Nous en parlerions tout de même que notre insignifiance ne relèverait en rien la Haute participation de Daniel à la destinée fabuleuse de notre démocratie triomphante.
N’est-ce pas grâce à lui que tout ce qui est sera, comme tout ce qui a été le fut grâce à l’aïeul qui sut de la soude en faire admirer la synthèse à une époque où la ménagère allait encore à la rivière battre son linge. Ce fut donc grâce à la soude Solvay que nous eûmes droit à nos premières pollutions.
La Libre Belgique n’en restera pas là.
Le Belge à soif d’histoires merveilleuses. Il est question de tenir à l’œil baronnes et barons pour les mettre à l’honneur. Pour faire bonne mesure, il sera tiré au sort parmi d’autres pensionnés plus obscurs, un nom par mois, qui sera, lui aussi, chanté par les bardes du journal afin de démontrer qu’on y est juste et qu’on aime le peuple.

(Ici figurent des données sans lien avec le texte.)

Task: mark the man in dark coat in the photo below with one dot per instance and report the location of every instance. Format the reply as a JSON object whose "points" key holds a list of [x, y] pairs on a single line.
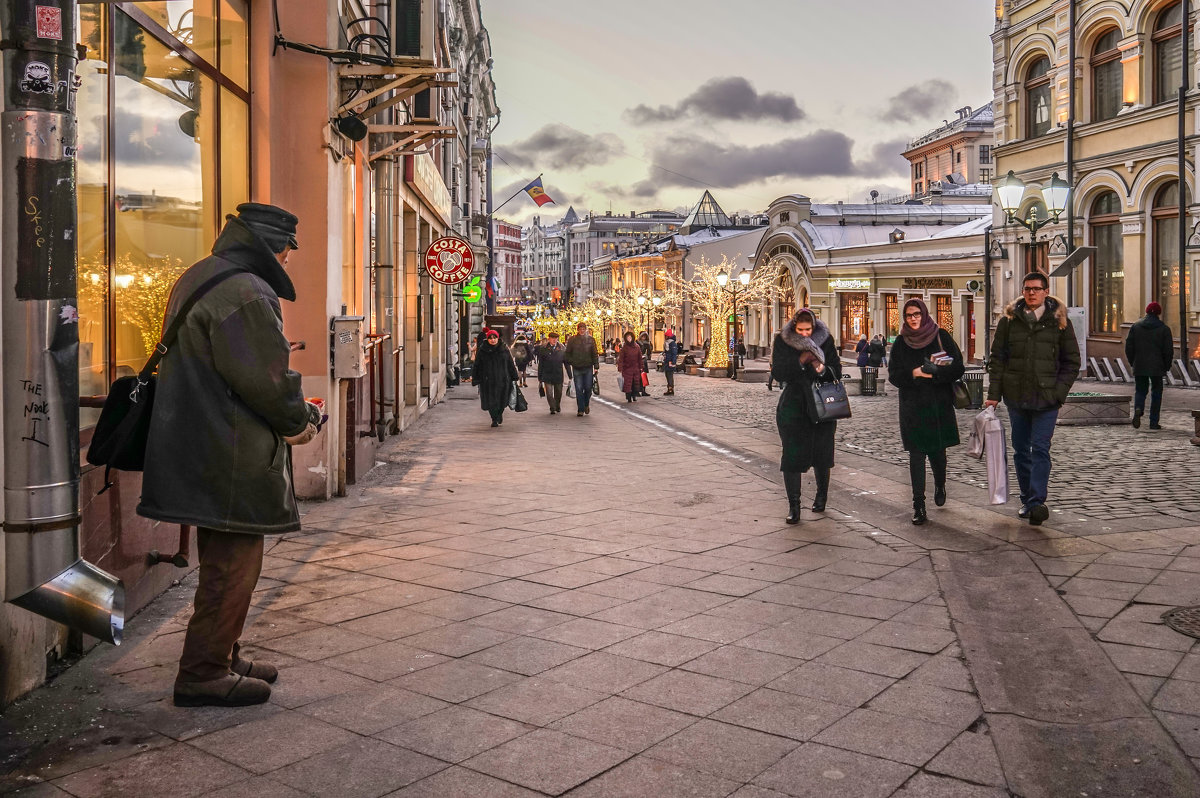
{"points": [[585, 363], [1149, 349], [1035, 361], [551, 367], [227, 408], [804, 353]]}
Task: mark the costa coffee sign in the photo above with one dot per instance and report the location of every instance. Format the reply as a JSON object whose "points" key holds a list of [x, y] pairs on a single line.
{"points": [[449, 261]]}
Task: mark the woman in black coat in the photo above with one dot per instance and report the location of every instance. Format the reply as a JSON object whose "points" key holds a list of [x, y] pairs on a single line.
{"points": [[495, 375], [804, 353], [928, 425]]}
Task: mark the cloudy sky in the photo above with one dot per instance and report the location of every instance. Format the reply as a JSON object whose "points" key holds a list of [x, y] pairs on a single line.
{"points": [[635, 105]]}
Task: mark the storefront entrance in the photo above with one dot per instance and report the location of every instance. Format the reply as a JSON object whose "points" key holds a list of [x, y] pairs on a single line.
{"points": [[855, 321]]}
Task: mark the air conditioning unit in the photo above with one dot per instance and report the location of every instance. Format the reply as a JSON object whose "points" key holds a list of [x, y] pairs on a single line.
{"points": [[413, 28]]}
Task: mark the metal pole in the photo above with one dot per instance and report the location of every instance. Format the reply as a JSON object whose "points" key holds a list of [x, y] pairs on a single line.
{"points": [[43, 570], [1185, 43], [1071, 149]]}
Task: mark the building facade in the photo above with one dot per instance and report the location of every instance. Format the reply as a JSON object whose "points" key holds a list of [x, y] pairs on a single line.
{"points": [[1115, 114], [184, 112]]}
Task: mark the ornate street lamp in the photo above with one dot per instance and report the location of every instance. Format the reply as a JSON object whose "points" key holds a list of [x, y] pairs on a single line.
{"points": [[1011, 190]]}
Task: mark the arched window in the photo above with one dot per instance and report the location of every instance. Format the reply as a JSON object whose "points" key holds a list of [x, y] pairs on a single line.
{"points": [[1167, 39], [1165, 220], [1107, 79], [1108, 263], [1037, 99]]}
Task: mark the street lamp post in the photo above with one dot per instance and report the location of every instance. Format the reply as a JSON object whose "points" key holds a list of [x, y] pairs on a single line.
{"points": [[723, 280]]}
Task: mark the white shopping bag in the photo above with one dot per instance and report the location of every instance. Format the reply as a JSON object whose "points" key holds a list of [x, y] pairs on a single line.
{"points": [[975, 445]]}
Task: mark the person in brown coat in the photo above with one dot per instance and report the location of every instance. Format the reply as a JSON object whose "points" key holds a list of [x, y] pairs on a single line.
{"points": [[629, 364]]}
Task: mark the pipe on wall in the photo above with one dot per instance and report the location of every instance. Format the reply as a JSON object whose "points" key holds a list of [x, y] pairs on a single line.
{"points": [[45, 573]]}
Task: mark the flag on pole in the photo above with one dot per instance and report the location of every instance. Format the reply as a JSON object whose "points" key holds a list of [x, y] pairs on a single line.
{"points": [[538, 193]]}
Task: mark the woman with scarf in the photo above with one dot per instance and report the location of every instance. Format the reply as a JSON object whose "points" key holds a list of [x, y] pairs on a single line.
{"points": [[495, 375], [804, 353], [928, 425], [629, 364]]}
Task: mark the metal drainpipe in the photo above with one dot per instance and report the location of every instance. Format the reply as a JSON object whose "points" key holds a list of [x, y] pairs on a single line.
{"points": [[43, 573]]}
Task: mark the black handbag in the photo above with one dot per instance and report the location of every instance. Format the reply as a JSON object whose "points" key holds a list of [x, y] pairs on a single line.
{"points": [[831, 401], [961, 395], [119, 439]]}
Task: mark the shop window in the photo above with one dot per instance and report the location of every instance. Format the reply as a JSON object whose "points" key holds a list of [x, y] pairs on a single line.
{"points": [[943, 311], [149, 115], [892, 315], [1167, 41], [1037, 99], [1108, 264], [1165, 220], [1107, 76]]}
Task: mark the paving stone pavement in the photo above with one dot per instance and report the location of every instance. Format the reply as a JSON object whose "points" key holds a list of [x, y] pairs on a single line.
{"points": [[610, 606]]}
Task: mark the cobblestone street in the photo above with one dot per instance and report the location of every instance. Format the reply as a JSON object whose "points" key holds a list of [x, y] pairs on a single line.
{"points": [[1101, 473]]}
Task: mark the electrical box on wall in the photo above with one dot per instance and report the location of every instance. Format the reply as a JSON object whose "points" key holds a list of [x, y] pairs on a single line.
{"points": [[346, 347]]}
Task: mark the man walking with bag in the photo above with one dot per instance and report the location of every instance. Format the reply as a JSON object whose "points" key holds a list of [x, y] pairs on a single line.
{"points": [[585, 363], [1035, 361], [227, 409], [1149, 349]]}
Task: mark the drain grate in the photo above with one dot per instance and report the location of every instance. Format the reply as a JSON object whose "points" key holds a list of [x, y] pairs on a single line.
{"points": [[1185, 621]]}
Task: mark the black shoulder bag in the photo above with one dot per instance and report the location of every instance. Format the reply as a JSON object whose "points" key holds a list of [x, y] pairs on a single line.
{"points": [[119, 439]]}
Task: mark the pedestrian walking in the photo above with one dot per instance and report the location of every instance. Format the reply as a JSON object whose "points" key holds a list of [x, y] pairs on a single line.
{"points": [[670, 357], [495, 375], [876, 352], [802, 354], [629, 364], [1149, 349], [551, 370], [227, 411], [1035, 361], [585, 363], [925, 364], [522, 355]]}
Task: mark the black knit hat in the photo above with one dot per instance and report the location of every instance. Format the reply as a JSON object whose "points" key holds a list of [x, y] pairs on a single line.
{"points": [[275, 226]]}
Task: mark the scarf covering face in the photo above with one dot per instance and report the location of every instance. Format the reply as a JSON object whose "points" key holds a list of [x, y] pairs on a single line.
{"points": [[808, 346], [922, 336]]}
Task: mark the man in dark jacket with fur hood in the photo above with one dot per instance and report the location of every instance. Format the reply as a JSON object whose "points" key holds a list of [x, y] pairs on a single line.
{"points": [[226, 411], [1149, 349], [1035, 361]]}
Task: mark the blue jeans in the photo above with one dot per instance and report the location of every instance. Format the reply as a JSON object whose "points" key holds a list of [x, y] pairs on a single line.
{"points": [[1032, 431], [1152, 385], [583, 378]]}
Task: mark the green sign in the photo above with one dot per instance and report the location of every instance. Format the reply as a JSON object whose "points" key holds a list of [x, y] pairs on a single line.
{"points": [[472, 292]]}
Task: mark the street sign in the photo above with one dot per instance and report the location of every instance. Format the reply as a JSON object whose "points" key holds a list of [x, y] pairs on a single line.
{"points": [[449, 261]]}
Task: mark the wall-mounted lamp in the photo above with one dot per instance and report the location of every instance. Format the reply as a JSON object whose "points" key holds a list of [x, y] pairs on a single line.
{"points": [[351, 126]]}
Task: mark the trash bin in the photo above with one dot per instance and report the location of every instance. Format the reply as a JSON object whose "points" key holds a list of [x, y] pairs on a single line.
{"points": [[870, 383], [973, 381]]}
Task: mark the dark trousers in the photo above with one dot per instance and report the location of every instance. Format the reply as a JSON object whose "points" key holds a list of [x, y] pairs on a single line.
{"points": [[917, 472], [229, 567], [1032, 431], [1153, 385], [553, 395]]}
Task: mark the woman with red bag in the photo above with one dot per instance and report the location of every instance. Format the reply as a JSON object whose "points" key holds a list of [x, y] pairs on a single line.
{"points": [[629, 364]]}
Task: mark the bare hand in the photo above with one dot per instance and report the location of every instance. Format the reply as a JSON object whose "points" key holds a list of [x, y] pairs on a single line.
{"points": [[300, 439]]}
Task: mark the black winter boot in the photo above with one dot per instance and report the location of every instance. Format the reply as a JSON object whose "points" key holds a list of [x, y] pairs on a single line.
{"points": [[819, 501], [792, 485]]}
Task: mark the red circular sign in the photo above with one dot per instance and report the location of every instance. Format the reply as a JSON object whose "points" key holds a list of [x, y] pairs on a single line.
{"points": [[449, 261]]}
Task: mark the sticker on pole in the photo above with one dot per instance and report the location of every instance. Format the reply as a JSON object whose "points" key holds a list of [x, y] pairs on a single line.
{"points": [[49, 22], [449, 261]]}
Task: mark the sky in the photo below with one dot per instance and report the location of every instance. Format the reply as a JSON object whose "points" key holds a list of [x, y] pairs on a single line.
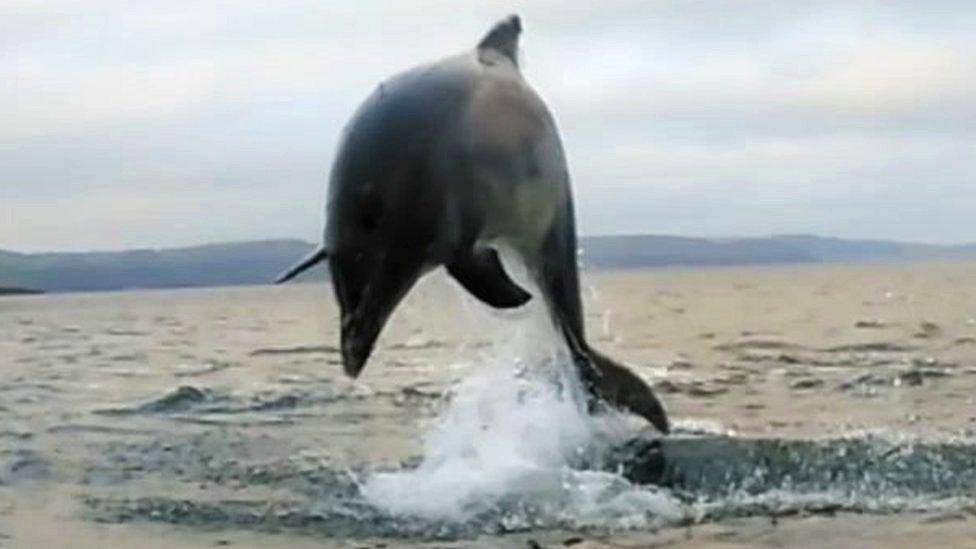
{"points": [[168, 123]]}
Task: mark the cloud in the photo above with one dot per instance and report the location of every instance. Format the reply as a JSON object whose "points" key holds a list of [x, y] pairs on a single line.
{"points": [[693, 118]]}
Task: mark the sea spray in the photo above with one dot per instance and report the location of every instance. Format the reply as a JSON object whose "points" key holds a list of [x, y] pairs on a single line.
{"points": [[515, 441]]}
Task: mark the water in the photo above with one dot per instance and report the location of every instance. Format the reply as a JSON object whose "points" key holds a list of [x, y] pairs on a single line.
{"points": [[226, 411]]}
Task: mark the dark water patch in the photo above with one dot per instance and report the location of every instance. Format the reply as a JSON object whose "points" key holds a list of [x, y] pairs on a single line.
{"points": [[693, 388], [912, 377], [22, 465], [181, 399], [872, 347], [210, 367], [299, 350], [418, 345], [81, 428], [125, 332], [759, 344], [706, 478], [860, 469], [196, 400]]}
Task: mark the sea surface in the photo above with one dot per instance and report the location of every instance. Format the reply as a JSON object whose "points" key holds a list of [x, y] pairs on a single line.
{"points": [[812, 403]]}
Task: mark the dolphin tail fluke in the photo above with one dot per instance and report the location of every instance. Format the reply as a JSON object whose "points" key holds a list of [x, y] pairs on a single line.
{"points": [[615, 384], [310, 260], [503, 38]]}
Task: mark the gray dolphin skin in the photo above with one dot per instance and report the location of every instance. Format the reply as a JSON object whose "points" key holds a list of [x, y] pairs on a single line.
{"points": [[440, 166]]}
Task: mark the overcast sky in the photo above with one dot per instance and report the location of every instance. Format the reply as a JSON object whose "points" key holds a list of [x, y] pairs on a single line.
{"points": [[163, 123]]}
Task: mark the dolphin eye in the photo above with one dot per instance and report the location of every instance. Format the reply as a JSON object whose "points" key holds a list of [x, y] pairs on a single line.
{"points": [[370, 210]]}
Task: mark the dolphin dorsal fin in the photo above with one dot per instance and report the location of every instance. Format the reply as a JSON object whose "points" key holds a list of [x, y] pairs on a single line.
{"points": [[503, 38]]}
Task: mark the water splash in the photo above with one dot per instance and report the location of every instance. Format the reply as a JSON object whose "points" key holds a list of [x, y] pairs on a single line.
{"points": [[517, 435]]}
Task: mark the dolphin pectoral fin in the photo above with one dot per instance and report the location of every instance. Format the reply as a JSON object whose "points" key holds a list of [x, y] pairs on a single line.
{"points": [[482, 274], [309, 261]]}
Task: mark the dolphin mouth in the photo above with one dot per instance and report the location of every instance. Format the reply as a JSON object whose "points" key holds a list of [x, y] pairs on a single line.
{"points": [[359, 334], [368, 290]]}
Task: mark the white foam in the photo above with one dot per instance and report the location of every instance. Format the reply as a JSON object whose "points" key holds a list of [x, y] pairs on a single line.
{"points": [[509, 438]]}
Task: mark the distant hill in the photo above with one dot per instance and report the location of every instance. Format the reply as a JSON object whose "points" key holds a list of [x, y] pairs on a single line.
{"points": [[209, 265], [260, 261]]}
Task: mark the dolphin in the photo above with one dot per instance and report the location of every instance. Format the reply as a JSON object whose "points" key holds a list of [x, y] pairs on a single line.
{"points": [[440, 166]]}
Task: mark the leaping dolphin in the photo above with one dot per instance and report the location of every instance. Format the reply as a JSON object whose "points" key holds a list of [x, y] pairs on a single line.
{"points": [[440, 165]]}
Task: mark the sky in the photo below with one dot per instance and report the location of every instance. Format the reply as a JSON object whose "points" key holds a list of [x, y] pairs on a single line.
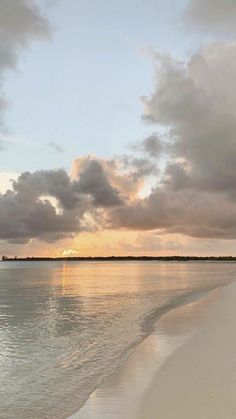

Aussi, nous pouvons annoncer que le mois prochain, à côté du baron du jour, nous célébrerons la mise à la retraite symbolique d’Antoine Pouilleux, chaudronnier, licencié à 47 ans et décédé à 62 ans dans un accident du travail comme intérimaire. Pouilleux, même s’il avait vécu n’aurait pas signé la décharge de sa prime et ne l’aurait pas obtenue, car il avait laissé trois doigts lors d’un premier accident.
Il eut le bon goût de décéder avant la retraite. C’est tout à son honneur. Au service de l’Industrie, c’est-à-dire de la Belgique, il a compris où était son devoir.